Advertisement
Research Article Free access | 10.1172/JCI106025
1Division of Medicine, Walter Reed Army Institute of Research, Washington, D. C. 20012
Find articles by Dunn, M. in: JCI | PubMed | Google Scholar
Published April 1, 1969 - More info
Previous studies have suggested that malaria induces changes in erythrocytic membrane permeability and susceptibility to osmotic lysis. The present study investigated erythrocytic transport of sodium with cells from Rhesus monkeys infected with Plasmodium knowlesi. Red blood cell sodium concentration was significantly elevated in 37 parasitized animals (21.8±1.2 mM; mean ±SEM), as compared to 23 control animals (10.0±0.38 mM). The cellular sodium increased with the density of parasitemia and the cellular potassium decreased in proportion to the elevation of sodium. Nonparasitized as well as parasitized erythrocytes possessed this abnormality of cation metabolism. Effective chloroquine therapy reversed the changes over a period of 4 days.

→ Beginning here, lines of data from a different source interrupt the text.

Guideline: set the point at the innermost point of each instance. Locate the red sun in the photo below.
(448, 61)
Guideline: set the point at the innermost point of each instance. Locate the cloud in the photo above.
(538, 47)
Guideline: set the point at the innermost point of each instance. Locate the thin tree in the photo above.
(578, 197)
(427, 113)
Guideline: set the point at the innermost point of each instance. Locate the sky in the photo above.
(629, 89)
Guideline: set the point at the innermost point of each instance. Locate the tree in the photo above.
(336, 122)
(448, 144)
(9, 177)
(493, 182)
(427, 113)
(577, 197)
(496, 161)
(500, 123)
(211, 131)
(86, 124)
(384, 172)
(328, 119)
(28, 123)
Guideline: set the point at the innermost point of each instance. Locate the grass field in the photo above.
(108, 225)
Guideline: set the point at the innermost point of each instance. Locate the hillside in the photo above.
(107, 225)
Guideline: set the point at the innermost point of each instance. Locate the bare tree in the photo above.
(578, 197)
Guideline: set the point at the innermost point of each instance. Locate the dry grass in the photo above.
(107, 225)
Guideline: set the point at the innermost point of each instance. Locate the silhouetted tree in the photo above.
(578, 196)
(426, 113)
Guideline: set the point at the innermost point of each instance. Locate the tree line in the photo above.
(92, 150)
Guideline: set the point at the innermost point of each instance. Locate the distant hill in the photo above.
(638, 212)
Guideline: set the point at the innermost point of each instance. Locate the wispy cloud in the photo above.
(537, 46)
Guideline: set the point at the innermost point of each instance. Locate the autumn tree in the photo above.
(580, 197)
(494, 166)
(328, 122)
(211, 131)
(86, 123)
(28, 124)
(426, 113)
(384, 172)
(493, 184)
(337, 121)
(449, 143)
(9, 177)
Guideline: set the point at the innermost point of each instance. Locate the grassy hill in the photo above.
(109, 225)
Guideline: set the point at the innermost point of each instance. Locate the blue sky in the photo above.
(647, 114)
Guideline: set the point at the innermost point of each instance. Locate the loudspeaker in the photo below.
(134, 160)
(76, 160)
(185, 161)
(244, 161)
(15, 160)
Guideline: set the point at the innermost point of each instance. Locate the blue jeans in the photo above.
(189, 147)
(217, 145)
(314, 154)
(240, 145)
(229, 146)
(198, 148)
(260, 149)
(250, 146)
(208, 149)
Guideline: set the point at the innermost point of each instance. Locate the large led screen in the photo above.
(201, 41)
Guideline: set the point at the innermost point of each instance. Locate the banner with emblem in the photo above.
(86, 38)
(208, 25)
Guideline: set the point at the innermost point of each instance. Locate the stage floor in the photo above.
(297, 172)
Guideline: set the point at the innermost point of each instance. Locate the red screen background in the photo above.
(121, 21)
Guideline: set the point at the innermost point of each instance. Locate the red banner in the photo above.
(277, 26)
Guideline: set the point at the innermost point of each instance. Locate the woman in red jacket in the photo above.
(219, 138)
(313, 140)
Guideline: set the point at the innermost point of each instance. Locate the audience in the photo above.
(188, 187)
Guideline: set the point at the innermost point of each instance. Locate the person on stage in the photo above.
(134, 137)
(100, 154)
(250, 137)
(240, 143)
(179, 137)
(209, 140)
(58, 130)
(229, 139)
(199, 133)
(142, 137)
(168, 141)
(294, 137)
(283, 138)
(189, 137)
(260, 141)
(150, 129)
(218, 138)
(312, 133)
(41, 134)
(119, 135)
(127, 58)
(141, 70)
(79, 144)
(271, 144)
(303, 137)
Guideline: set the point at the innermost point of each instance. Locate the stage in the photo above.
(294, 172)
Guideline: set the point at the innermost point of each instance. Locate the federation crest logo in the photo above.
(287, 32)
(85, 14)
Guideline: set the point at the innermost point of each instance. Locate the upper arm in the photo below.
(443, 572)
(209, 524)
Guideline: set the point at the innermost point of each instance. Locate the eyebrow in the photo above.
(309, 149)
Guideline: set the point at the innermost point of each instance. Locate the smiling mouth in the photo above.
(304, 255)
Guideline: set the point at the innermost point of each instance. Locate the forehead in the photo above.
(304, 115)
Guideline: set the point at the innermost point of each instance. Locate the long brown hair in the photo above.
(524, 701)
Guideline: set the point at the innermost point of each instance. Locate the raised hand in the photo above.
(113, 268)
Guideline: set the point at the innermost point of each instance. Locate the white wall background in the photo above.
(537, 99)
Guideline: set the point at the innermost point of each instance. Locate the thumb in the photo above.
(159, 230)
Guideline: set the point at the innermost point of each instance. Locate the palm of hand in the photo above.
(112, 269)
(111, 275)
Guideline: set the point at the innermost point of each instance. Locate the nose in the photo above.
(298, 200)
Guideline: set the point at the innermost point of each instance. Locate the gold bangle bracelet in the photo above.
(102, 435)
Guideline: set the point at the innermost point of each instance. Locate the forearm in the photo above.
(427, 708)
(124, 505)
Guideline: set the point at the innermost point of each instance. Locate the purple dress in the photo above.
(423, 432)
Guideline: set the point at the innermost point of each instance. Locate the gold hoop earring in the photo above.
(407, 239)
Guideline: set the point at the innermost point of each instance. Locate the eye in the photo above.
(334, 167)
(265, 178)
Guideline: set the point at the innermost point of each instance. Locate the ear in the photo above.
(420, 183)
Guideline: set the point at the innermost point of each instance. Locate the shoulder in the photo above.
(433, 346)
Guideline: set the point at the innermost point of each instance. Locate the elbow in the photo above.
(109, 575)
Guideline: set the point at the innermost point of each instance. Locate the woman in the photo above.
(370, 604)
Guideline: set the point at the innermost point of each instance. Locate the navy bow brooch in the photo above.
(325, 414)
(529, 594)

Active sodium outflux rate constants were depressed in animals with malaria (0.202±0.012), as compared to controls (0.325±0.027). Passive sodium influx rate constants were higher in infected monkeys (0.028±0.002) than in control animals (0.019±0.002). The cross incubation of malarial plasma with normal red blood cells induced a 22% diminution in active sodium outflux but no changes were observed in sodium influx.
It is concluded that malaria alters erythrocytic sodium transport in all erythrocytes. The elevated intracellular sodium concentration is the net result of decreased sodium outflux and increased sodium influx. The plasmodium organism or the affected host may produce a circulating substance that is deleterious to erythrocytic membrane cation transport.